The House Transportation and Infrastructure Committee on Thursday night narrowly approved HR 4441, the Aviation Innovation, Reform and Reauthorization (AIRR) Act of 2016, sending it to the full House. As EAA has maintained since the notion of ATC privatization first emerged last summer, your organization is committed to fighting this legislation that would be ominous for grassroots aviation and a power grab by the nation’s airlines.
EAA members will soon be asked to raise their voices to their elected representatives when Congress returns on Feb. 22 from a weeklong recess. Although the possibility of ATC privatization legislation had been anticipated for several months, it is only possible to directly react when specific legislation is introduced. That occurred last week. The contents of the bill were withheld by its sponsor, House Transportation and Infrastructure Committee chairman Bill Shuster (R-Pennsylvania), until just before the hearing and committee markup sessions that occurred this week. That left little opportunity for anyone to review or comment on the bill’s contents. In the coming days, you’ll find out exactly how YOU can make a difference in this debate.
“As one congressman said this week, this would be the biggest divestment of taxpayer property to private interests in world history, so why have the bill’s authors been so secretive about its contents prior to introduction and now so determined to hurriedly ramrod it through Congress?” asked EAA CEO/chairman Jack Pelton. “ATC privatization will put the big squeeze on general aviation in a way that threatens the individual freedom of flight and hands control of America’s airspace to commercial and airline interests.”

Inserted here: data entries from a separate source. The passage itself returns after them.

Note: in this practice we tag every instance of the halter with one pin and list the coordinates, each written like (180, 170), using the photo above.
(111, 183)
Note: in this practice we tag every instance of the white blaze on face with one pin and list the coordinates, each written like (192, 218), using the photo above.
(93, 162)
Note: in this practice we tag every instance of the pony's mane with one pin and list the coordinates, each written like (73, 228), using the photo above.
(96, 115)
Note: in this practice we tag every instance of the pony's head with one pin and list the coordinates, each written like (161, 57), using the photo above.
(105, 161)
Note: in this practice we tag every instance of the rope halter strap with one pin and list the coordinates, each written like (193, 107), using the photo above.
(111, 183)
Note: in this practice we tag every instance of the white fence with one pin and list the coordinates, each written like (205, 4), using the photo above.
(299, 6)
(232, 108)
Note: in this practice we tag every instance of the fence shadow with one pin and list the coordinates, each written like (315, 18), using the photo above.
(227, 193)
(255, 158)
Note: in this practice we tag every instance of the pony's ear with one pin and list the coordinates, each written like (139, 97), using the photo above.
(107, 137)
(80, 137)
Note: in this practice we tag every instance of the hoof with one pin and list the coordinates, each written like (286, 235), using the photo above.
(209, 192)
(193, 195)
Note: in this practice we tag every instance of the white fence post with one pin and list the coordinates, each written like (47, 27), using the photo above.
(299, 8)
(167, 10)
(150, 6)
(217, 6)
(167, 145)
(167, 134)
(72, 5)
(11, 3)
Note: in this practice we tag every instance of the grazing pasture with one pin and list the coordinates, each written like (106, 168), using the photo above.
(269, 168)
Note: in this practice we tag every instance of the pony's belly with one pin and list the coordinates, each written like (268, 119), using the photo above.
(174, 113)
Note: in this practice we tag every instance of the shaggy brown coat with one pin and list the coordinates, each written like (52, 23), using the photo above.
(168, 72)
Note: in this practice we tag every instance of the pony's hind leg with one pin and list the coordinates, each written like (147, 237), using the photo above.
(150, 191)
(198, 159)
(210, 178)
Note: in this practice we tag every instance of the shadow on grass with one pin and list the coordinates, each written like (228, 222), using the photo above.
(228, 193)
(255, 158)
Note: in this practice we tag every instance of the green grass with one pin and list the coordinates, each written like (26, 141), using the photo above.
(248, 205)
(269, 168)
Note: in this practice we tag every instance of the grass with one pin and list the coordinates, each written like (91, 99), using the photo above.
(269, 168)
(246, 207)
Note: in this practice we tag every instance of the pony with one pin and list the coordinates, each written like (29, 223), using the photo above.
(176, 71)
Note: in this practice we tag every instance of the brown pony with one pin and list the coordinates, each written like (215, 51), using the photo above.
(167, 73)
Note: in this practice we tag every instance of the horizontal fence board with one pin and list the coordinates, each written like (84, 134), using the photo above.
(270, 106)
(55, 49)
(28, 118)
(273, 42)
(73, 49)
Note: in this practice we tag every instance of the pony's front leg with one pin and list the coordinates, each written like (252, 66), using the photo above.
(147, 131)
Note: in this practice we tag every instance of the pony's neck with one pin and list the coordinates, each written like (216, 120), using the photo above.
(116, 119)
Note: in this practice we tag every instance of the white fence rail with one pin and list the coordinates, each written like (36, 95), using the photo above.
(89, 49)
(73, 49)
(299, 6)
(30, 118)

As EAA wrote in our statement for the record to a House hearing earlier this week, their opposition is due to several factors:
- A privatized ATC system would take services away from federal oversight and place them in the hands of a board controlled by those with the greatest financial resources;
- Threats to access and services for general aviation and rural airports without commercial service;
- An ATC board weighted toward airlines and commercial aviation, creating conflicts of interest;
- Loss of FAA control over safety oversight, while creating a large parallel bureaucracy;
- Creation of a congressionally mandated monopoly managed by private interests;
- Unlimited civil and tort liability for a new ATC corporation, which could financially cripple such a system.
“While some amendments were introduced to the bill in an attempt to buy off general aviation, the notion of ATC privatization is a non-starter on all levels,” Pelton said. “Such a shift will not save the government any money or reduce any bureaucracy. We have been tirelessly letting lawmakers know this in the halls of Congress. Shortly, we will be calling upon EAA members to let their lawmakers know that we see through this charade.”